Apparently, one ticket for this classy revival starring Keira Knightley and Elisabeth Moss (‘Mad Men’) sold for £900. ‘The Children’s Hour’ isn’t worth a grand, but it is good: stylish, tense, well acted and with a beguiling cipher at its heart – qualities that ‘Mad Men’ fans will recognise and applaud.

When Lillian Hellman’s 1934 drama was revived in 1953, a year after her electrifying (and career-impairing) refusal to ‘cut my conscience to fit this year’s fashions’, it was nicknamed ‘The McCarthyite’s Hour’. It’s a subtler, slighter precursor to Arthur Miller’s ‘The Crucible’, with sapphism instead of witchcraft as the slander that kills.

Knightley and Moss are Karen and Martha, a progressive pair of ’30s schoolteachers, falsely outed as lesbians by a problem pupil. In a drama whose crucial accusation is a whisper and whose crimes are crimes of the imagination, much depends on atmosphere. Director Ian Rickson makes Karen and Martha’s girls’ school a microcosmic hotbed of sexual impulses and prim ideals. In Rickson’s altered and much-improved opening, schoolgirl Mary (Bryony Hannah), the bad apple in this puritanical Eden, languorously explores a forbidden book. Her schoolmates catch the fever and rehearse Shakespeare’s sexiest play, ‘Antony and Cleopatra’, with an achingly funny and accurate mixture of longing and incomprehension.
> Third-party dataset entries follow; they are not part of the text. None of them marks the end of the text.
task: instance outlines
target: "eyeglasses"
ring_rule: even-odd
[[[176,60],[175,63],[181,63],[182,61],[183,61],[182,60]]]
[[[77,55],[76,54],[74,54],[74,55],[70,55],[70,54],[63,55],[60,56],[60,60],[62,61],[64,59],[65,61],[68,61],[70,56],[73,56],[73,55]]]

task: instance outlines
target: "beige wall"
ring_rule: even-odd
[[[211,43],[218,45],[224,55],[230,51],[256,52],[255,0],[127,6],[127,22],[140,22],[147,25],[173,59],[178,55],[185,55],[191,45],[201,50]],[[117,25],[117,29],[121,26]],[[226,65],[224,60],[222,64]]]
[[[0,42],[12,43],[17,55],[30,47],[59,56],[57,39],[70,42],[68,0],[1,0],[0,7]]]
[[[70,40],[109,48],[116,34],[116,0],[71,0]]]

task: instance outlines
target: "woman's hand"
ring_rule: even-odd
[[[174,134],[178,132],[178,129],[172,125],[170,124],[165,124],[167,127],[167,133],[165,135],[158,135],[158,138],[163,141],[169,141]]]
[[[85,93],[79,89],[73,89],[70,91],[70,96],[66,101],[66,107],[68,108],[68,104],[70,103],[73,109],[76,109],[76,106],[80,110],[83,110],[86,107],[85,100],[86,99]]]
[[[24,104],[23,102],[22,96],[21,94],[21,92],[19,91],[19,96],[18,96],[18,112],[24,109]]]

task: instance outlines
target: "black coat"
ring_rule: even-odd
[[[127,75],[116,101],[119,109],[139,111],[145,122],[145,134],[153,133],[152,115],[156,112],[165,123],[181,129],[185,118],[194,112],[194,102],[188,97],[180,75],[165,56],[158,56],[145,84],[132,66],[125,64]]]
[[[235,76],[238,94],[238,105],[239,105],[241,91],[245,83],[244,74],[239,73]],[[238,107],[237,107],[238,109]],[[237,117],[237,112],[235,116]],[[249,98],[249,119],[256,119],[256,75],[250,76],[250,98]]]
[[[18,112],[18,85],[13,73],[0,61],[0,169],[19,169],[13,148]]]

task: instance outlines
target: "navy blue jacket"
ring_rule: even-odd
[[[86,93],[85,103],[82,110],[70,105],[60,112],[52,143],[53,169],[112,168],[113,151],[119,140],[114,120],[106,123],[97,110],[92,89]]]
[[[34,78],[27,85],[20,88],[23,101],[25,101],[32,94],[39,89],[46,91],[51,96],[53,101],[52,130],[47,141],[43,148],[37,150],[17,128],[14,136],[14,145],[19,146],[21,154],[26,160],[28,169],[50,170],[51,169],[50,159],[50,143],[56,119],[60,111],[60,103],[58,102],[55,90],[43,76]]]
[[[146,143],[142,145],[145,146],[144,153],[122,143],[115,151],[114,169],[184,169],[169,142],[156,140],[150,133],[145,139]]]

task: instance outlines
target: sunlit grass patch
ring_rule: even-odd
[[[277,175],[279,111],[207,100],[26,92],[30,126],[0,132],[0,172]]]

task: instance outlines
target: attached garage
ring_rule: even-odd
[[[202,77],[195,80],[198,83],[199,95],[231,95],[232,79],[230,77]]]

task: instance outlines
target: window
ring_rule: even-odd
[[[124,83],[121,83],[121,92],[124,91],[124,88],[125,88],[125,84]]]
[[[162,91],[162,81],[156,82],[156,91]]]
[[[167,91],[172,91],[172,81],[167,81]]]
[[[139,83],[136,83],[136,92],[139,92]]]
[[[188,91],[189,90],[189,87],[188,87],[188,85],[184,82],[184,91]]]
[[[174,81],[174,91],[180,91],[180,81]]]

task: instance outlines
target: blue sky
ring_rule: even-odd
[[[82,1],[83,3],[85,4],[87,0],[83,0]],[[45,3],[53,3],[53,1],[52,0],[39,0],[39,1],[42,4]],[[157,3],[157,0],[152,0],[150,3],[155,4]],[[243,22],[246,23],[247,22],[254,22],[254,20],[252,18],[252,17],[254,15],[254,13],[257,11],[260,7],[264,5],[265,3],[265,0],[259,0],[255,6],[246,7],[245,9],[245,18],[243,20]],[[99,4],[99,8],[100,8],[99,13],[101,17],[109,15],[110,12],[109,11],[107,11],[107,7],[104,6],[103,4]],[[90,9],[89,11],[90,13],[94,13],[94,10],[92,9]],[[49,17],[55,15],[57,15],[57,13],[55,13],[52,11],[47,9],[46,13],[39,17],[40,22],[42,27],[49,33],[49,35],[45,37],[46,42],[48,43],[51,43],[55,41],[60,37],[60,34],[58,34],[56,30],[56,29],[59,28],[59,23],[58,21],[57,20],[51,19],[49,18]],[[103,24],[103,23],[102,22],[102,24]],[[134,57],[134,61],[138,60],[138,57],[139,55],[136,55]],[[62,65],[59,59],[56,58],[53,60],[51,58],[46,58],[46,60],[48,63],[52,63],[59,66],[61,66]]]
Hellman’s play, which presciently shows how a lie believed can consume the innocent in guilt, kills its characters by inches. Moss is mesmerising as career-girl Martha, giving out green-eyed flashes of jealousy when Knightley’s bobbed and beautiful Karen announces brightly that she is to marry her beau, local doctor Joe (Tobias Menzies). Later, she’s pitch perfect as a woman tortured by a lie with a grain of truth.

Knightley has less to do for most of the play: she’s typically polished and wary but cracks open her brittle veneer to carry the devastating final scene. But it’s Bryony Hannah’s turn as schoolgirl Mary that audiences will argue about: she imbues this damaged little rich girl with the brutal charisma of a waterfront boss. Stylistically, she’s something else. But there’s power here, as well as the psychologically convincing hint that she is precociously screwed up by the desires she so nastily denounces in others.